# youth block party!



## Gerard (Feb 3, 2004)

ok...its not a triumph just yet...its tomorrow....i'm helping out as a volunteer setting up and stuff....better than spending time alone on a saturdays' thats for sure...


----------



## ghostgurl (Sep 20, 2004)

Good luck, and have fun.


----------



## Gerard (Feb 3, 2004)

^ :thanks 

so i go in around 9:30 in the morning and just help set up tables, chairs, and platforms, eh so boring....i guess i at least helped out....they set up those jumping thingies, a boxing ring, a joust ring, an obstecal course, popcorn and cotton candy booth, a food court booth, a dj booth, a television, custom made bikes promoting welding? (is that what's it called?) and other booths for certain services. I tried talking to people but my conversations fell short. Though it was nice. There was wasn't much of a role for me when it started and was too shy to ask for some position to the staff running it so I left. (how stupid of me?) anyway it's still going on till 5:00 pm so yeah...thats it....

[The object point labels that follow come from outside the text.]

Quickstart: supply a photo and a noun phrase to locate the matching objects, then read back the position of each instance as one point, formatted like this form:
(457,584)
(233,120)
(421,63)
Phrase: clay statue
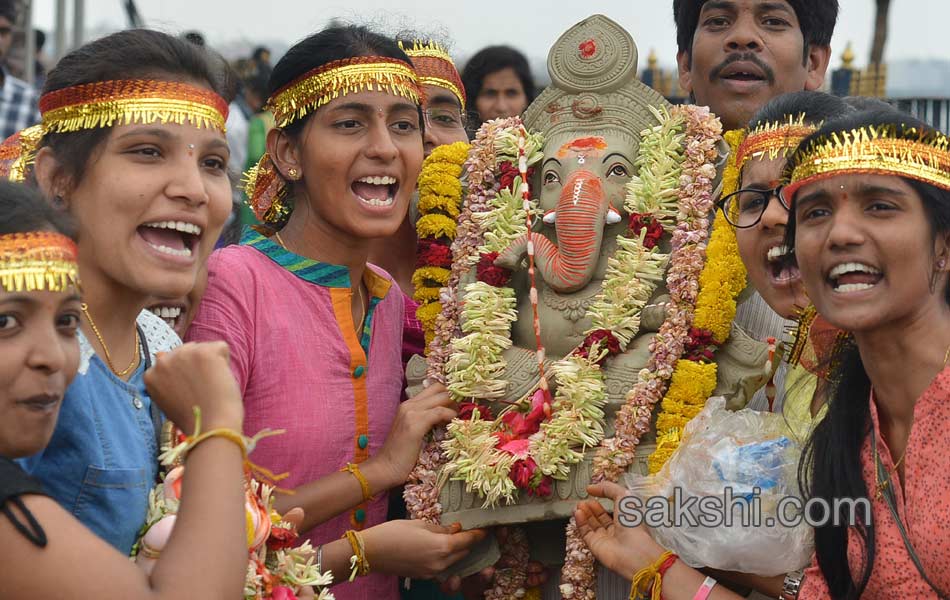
(591,118)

i'm usually into volunteer in these kids events....it's like i go to craigslist or a volunteer database website where i live and find such opportunities....

like there was one another one i helped out....which was an elementary school couple of months ago.....helping out with the prize booth, counting tickets and helping the kids choose prizes....it was fun i guess....

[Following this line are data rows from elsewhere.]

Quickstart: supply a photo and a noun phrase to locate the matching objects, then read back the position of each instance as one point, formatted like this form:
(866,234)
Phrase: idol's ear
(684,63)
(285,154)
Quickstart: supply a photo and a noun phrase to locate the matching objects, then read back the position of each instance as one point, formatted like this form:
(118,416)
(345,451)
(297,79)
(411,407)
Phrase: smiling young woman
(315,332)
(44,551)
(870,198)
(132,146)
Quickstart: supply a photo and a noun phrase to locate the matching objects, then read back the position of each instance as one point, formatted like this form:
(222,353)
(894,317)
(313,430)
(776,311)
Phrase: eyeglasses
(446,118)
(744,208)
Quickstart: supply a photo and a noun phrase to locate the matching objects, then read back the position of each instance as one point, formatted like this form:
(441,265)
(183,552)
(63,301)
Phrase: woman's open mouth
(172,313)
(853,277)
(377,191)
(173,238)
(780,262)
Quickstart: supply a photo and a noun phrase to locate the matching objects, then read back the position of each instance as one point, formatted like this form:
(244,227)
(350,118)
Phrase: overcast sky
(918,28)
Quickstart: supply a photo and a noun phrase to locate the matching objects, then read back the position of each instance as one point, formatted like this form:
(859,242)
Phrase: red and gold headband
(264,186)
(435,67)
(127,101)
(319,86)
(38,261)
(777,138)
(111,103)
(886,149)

oh and there another one i helped out like 8 months ago....i was helping man out a basketball booth, and football booth, so fun.....i recieved free tickets so i put my chance on the dunking booth....and guess what....i dunked the person,who was a teacher on the first shot....boy that was fun....

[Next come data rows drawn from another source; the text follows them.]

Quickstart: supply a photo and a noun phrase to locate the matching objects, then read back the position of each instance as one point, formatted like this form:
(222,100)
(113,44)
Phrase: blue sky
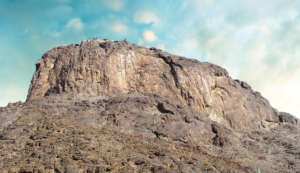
(256,41)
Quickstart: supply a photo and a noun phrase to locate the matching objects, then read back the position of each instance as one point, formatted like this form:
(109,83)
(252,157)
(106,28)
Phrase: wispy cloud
(75,23)
(114,4)
(149,36)
(119,28)
(146,17)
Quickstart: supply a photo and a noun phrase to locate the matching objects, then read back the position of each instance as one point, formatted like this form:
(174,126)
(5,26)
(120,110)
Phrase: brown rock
(97,67)
(106,106)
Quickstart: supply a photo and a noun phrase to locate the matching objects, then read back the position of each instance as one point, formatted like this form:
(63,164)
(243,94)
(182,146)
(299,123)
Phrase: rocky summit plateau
(113,106)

anyway yeah....i guess i did something.....usually the weekends get pretty lonely and dull....again it wasnt all that great....but yeah...i guess im glad that i did it.....


----------



## millenniumman75 (Feb 4, 2005)

Unsure,

Don't minimize your triumph; I would have a lot more trouble doing something like this myself.

Aboutt he conversations falling short, don't be hard on yourself in this area either. You tried and that is the most important thing. 

If you think you can do better, make a list of things you would like to improve on (making sure SA doesn't make the list too long for you) and just work though each one a little bit.


----------